Konuşurken biraz rahatsız hissettim. Ways of Survival, yazar tarafından yaratılmış bir dünyaydı.
Bu dünya gerçek oldu. Ruhun kanıtlanmadığı bir dünya artık ruhun kanıksandığı bir dünya haline geldi.
Böyle bir dünyada ‘benim’ varlığım neydi? ben, ruhum. Başından beri var mıydı? Yoksa yazarın yazdığı hikayenin bir parçası mıydım?
Başımı salladım. Şimdi bunu düşünmenin sırası değildi.
“Her neyse, gereksiz sorular bitti mi?”
“Ah, bir soru daha sorabilir miyim?”
“Ne?”
“Neden birdenbire bana ve Minseob’a saygı ifadeleri kullanmaya başladın…”

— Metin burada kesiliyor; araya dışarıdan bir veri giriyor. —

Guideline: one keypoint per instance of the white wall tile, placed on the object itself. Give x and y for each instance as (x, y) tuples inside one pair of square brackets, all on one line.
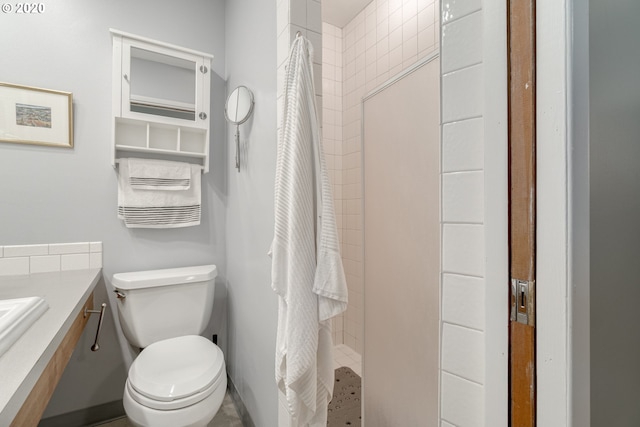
[(463, 300), (95, 260), (25, 250), (14, 266), (463, 249), (463, 352), (462, 94), (68, 248), (298, 13), (45, 264), (456, 9), (74, 262), (462, 43), (316, 42), (314, 20), (463, 145), (282, 16), (463, 197), (462, 401)]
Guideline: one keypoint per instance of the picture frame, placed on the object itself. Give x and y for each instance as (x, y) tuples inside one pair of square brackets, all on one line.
[(31, 115)]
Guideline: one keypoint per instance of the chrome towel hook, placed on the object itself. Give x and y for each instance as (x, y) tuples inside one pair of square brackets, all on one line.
[(87, 312)]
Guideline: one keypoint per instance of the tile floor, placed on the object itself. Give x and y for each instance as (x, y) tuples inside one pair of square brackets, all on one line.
[(228, 416)]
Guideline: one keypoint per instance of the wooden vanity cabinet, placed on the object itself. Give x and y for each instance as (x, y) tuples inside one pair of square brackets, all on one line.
[(32, 409)]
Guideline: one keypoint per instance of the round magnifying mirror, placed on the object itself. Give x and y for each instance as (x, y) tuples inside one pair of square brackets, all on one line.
[(238, 110), (239, 105)]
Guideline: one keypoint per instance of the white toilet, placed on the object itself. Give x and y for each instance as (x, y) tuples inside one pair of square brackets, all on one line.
[(179, 379)]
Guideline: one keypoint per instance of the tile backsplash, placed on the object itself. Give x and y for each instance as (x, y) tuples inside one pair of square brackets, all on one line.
[(45, 258)]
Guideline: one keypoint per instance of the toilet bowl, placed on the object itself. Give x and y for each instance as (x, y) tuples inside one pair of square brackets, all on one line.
[(176, 382), (179, 378)]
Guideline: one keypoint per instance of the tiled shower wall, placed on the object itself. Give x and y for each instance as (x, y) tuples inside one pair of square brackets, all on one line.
[(463, 229), (332, 131), (382, 40)]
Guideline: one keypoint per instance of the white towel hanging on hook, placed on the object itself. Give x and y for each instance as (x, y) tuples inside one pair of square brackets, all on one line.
[(307, 271)]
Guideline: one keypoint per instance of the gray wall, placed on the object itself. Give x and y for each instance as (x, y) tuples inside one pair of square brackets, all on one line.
[(614, 60), (52, 195), (251, 61)]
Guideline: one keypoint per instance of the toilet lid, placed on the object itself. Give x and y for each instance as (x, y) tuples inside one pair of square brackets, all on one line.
[(176, 368)]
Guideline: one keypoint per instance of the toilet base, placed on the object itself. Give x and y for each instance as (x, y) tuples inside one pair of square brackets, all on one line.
[(196, 415)]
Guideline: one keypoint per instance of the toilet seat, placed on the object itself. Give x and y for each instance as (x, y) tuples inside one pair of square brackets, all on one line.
[(176, 372)]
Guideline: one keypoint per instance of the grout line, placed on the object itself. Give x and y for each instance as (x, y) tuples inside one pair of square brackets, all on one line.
[(463, 275), (460, 17), (457, 70), (463, 119), (459, 325), (462, 378)]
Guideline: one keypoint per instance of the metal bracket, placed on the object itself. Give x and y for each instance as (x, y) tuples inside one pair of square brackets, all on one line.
[(87, 312), (523, 302)]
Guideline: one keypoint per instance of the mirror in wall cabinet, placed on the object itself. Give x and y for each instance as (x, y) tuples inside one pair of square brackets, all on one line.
[(162, 85), (237, 111)]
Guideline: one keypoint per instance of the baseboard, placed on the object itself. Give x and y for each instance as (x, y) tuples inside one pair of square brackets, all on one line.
[(237, 400), (86, 417)]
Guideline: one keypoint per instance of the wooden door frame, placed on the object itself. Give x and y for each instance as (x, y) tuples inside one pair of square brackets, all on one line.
[(561, 358)]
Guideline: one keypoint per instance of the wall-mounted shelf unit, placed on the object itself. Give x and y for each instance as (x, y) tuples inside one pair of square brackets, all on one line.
[(161, 95)]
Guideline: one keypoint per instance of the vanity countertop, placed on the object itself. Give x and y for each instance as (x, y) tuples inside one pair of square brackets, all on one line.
[(26, 359)]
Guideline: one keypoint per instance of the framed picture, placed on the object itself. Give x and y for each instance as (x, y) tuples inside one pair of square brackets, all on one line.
[(30, 115)]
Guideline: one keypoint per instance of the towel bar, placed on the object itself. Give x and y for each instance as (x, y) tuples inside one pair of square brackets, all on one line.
[(117, 161)]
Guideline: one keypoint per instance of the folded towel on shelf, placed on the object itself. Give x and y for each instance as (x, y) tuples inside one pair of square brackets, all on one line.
[(149, 174), (141, 208)]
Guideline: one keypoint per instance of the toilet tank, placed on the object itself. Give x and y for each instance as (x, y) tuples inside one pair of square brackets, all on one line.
[(159, 304)]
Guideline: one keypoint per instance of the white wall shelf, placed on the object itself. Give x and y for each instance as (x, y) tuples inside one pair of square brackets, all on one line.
[(161, 95)]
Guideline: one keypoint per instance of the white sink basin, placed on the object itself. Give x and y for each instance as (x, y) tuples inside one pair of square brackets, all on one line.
[(16, 316)]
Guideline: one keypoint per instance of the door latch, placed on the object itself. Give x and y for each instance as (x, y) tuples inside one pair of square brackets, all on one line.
[(523, 302)]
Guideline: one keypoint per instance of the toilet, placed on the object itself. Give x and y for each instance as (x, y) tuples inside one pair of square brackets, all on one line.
[(179, 378)]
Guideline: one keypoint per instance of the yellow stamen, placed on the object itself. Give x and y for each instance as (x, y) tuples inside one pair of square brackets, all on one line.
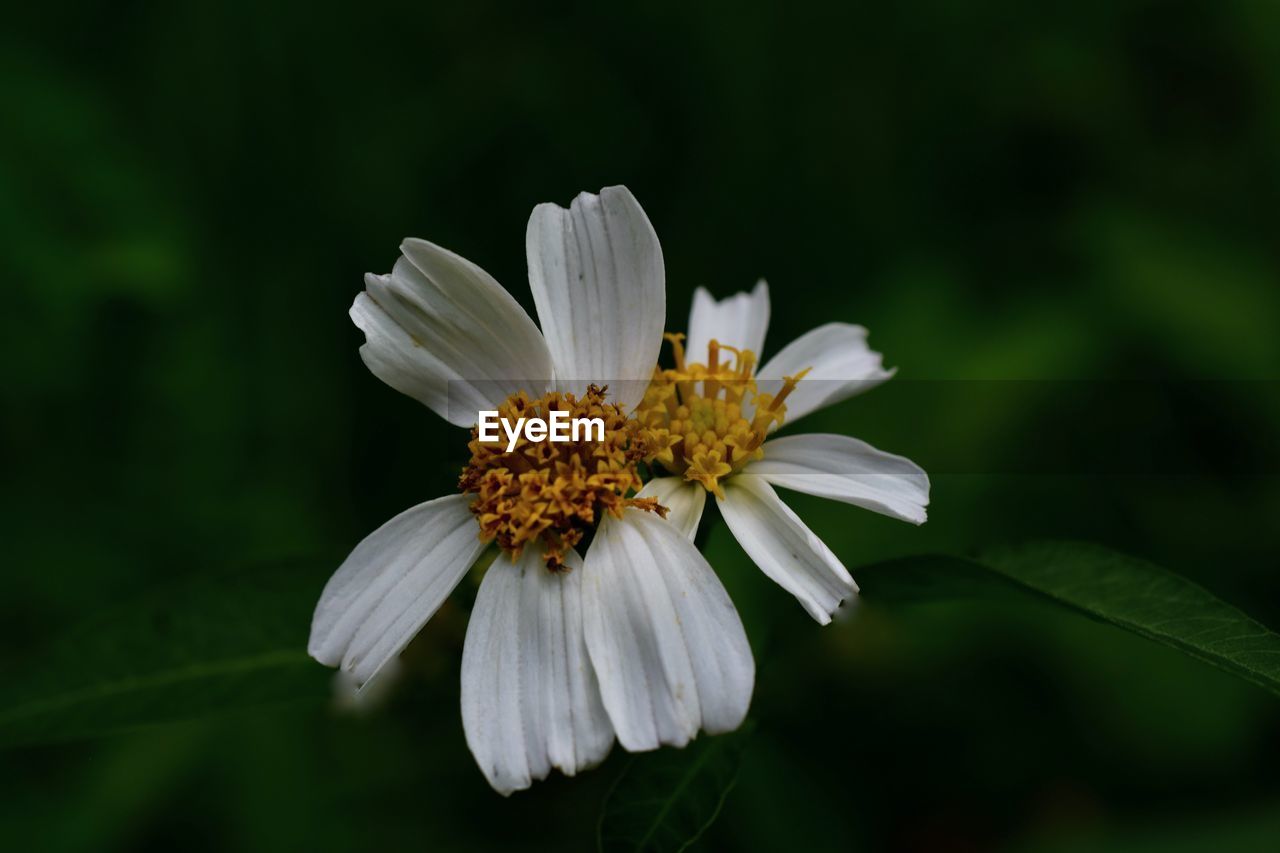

“Yoo Jonghyuk konseptim bitti.”
Lee Sungkook geç fark etmiş gibi şaşırmış bir ifade takındı.
“Eh, bir düşün bakalım…”
Sözlerini duymaya ihtiyacım yoktu. Bitti kavramı ama tedavileri dramatik bir şekilde değişmeyecekti. Elimi Lee Sungkook’a uzattım.
“Akıllı telefonunu ver.”
“Evet?”
“Bir telefon istiyorum.”
Lee Sungkook telefonunu çıkardı. İyi bir modeldi. Benim kullandığımdan daha iyiydi.
“Bunu alabilirmiyim?”
“…Yoo Jonghyuk konsepti bitmemiş miydi?”
“Bu benim orijinal konseptim.”
Lee Sungkook gözyaşlarının eşiğindeydi.
Herkes dinlensin. Bir süre bir şeye bakmam gerekiyor. 10 dakika içinde hareket edeceğiz. Eşyaları da toplayabilirsin.”
Ben internete girmek için akıllı telefonu kullanırken parti üyeleri her yere dağılmış olan eşyaları topladı.
Umursamıyormuş gibi yaptım ama aslında biraz gergindim.
[Gizli senaryo tazminat anlaşması ertelenecek.]
[‘Makullük’ talebi şu anda Yönetim Bürosunda devam ediyor.]
Bu mesajlardan dolayı oldu.
Olabilirlik yargısı. Gizli senaryodan jeton tazminatının alınmamasının nedeni buydu.
Ways of Survival’daki ilgili bölümleri kontrol etmek istedim ama akıllı telefonum yandı.
Bana göre olmayan bir hataydı. Bu uğursuzdu. Ya yazar tarafından gönderilen posta silinirse…?
Bu sırada akıllı telefonumun ekranında bir mesaj belirdi.
[Yeni bir cihazla senkronizasyon mevcut.]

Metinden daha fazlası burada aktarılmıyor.